I was left hungering for more details about the childhood and youth and parents of Naresh and Arti.  Perhaps the exclusion of those details keeps the novel more focused on the present.  And perhaps, it could be a comment that a middle class Indian adolescence is rather uneventful and canonical, being tightly controlled and regulated.

Bagchi comes out as a humanist.  He does not believe in evil people or in malice.  I don't think I disliked any character in this novel at all.  Even the character of a corrupt corporate middleman (Khanna) or of a quaint mother-in-law is softly sketched and humanized for us to feel that they are not essentially bad people, but are responding in perhaps the only way they know.  This is a novel of kind and simple people, people who are somewhat sensitive and do not act in ways or who blurt out words which they later regret.  I find it a little subtle when it describes the Delhi-wallas' interactions (I find the average Delhi-walla to be quite in-your-face), but that subtlety, even if a tad unrealistic, is quite enjoyable.

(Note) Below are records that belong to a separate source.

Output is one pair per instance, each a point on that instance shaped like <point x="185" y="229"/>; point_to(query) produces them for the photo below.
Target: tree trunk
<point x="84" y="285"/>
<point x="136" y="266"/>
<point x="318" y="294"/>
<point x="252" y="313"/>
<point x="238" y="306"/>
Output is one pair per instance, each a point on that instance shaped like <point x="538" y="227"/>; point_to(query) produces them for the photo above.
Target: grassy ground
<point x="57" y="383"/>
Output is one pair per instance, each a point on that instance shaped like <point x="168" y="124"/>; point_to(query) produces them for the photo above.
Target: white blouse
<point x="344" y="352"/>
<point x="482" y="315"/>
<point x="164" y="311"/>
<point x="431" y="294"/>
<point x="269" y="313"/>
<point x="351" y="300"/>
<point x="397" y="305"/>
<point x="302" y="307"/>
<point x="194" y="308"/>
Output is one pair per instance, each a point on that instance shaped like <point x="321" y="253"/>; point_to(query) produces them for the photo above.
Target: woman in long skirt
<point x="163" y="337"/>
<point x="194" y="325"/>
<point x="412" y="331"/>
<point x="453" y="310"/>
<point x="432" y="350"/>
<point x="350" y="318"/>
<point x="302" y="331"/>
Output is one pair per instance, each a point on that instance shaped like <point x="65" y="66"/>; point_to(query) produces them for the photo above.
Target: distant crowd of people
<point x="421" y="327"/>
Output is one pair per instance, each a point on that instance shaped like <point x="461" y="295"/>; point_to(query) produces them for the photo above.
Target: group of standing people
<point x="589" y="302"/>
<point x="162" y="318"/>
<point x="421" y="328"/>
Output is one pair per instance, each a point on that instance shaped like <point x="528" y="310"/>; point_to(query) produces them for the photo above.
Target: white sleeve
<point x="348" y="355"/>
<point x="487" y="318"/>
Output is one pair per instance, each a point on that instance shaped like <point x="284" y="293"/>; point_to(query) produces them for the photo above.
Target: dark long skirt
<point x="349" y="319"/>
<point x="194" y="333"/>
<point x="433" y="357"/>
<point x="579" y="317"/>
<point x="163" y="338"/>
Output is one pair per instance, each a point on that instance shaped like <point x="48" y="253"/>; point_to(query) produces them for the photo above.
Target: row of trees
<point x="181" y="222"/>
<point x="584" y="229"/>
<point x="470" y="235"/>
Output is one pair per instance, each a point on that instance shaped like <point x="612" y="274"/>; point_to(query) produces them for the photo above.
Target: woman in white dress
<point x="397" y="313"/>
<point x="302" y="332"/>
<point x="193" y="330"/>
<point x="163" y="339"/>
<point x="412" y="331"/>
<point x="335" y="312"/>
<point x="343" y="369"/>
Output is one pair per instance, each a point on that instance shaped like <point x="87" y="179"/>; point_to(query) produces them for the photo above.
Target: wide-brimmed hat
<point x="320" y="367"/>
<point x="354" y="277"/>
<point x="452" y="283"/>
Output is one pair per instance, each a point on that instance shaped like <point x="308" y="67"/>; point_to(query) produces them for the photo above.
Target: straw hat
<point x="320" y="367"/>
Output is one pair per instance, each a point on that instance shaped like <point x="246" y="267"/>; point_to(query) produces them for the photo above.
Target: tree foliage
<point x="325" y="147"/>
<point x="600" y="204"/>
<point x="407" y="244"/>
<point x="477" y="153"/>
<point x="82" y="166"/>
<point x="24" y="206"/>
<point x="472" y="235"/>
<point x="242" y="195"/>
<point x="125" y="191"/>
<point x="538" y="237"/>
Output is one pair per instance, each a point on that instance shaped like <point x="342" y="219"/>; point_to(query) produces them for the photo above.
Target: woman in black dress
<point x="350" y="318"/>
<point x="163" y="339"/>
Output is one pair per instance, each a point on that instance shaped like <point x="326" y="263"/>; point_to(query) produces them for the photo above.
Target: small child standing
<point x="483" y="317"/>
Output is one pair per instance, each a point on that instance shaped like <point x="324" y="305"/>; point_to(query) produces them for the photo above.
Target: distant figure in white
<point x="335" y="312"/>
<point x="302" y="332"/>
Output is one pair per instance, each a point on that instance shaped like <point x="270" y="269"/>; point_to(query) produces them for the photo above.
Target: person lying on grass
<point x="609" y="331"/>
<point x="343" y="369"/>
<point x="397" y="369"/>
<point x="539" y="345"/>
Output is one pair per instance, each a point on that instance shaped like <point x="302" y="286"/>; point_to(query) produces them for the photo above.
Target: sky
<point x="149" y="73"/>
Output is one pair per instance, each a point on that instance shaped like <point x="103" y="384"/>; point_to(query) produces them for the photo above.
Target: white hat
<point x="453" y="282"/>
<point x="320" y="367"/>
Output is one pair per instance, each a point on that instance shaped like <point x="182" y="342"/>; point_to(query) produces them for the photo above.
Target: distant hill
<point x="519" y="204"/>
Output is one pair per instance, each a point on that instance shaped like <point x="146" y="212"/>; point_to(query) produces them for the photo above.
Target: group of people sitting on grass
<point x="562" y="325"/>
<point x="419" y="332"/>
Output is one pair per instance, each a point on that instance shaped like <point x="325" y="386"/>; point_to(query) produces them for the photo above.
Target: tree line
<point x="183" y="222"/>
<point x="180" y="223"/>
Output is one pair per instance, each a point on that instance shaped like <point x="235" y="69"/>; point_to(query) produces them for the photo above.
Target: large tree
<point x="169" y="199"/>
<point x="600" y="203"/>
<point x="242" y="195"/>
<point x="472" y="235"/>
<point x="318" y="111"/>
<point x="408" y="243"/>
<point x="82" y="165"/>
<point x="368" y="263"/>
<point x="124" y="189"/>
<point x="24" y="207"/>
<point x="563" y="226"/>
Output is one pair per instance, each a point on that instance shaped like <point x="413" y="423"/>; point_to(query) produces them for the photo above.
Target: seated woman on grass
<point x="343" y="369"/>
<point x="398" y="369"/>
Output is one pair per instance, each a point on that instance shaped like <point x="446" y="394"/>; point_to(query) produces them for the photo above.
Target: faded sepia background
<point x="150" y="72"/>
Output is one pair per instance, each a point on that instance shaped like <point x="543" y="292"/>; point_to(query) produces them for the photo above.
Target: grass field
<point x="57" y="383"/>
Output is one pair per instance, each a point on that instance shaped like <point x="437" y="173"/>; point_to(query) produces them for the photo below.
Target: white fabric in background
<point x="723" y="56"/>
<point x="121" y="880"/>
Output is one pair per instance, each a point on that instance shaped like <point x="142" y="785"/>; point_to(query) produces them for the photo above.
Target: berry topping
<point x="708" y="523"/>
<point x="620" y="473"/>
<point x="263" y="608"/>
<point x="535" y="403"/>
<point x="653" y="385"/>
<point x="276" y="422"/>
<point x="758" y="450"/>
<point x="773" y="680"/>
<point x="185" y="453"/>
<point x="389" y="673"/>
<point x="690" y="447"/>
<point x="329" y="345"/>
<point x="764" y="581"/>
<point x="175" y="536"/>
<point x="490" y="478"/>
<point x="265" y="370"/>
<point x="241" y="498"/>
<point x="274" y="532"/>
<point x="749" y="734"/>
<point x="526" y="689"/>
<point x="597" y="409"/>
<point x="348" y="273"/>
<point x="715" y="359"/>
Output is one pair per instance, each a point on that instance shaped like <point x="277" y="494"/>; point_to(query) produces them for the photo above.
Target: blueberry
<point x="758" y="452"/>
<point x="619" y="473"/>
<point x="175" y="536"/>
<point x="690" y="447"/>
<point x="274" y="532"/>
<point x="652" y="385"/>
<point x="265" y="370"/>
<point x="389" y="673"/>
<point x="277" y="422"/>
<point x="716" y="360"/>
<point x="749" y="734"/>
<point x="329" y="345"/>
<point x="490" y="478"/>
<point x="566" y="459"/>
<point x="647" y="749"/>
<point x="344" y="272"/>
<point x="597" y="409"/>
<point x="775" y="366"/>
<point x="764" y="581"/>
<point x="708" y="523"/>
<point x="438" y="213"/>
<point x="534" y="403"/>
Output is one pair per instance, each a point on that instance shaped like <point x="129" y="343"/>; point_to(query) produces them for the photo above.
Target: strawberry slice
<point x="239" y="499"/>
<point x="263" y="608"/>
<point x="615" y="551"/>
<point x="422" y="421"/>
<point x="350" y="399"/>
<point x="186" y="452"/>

As a novel about an Indian middle class family, it does not dwell too much on the burgeoning knowledge economy or the explosion in media presence or of consumerism.  It stays focused on the family, and in a good way.  Naresh, the man of the family, is a natural householder, and only rarely struggles with the existential fact of his responsibilities.  He never wonders or ruminates about the limitations of society or of Indian culture, or even about the philosophy of monogamy or the biological imperative of childbearing, but then, this is not a philosophical novel: it is a social one.

The Householder is a pleasant glimpse into the simple joys and struggles of a family man, and as it ended, it made me faintly smile and bless the protagonist and his family, as well as be grateful to the author for bringing this warm and emotional world to life.  Well done, Mr Bagchi.  Congratulations!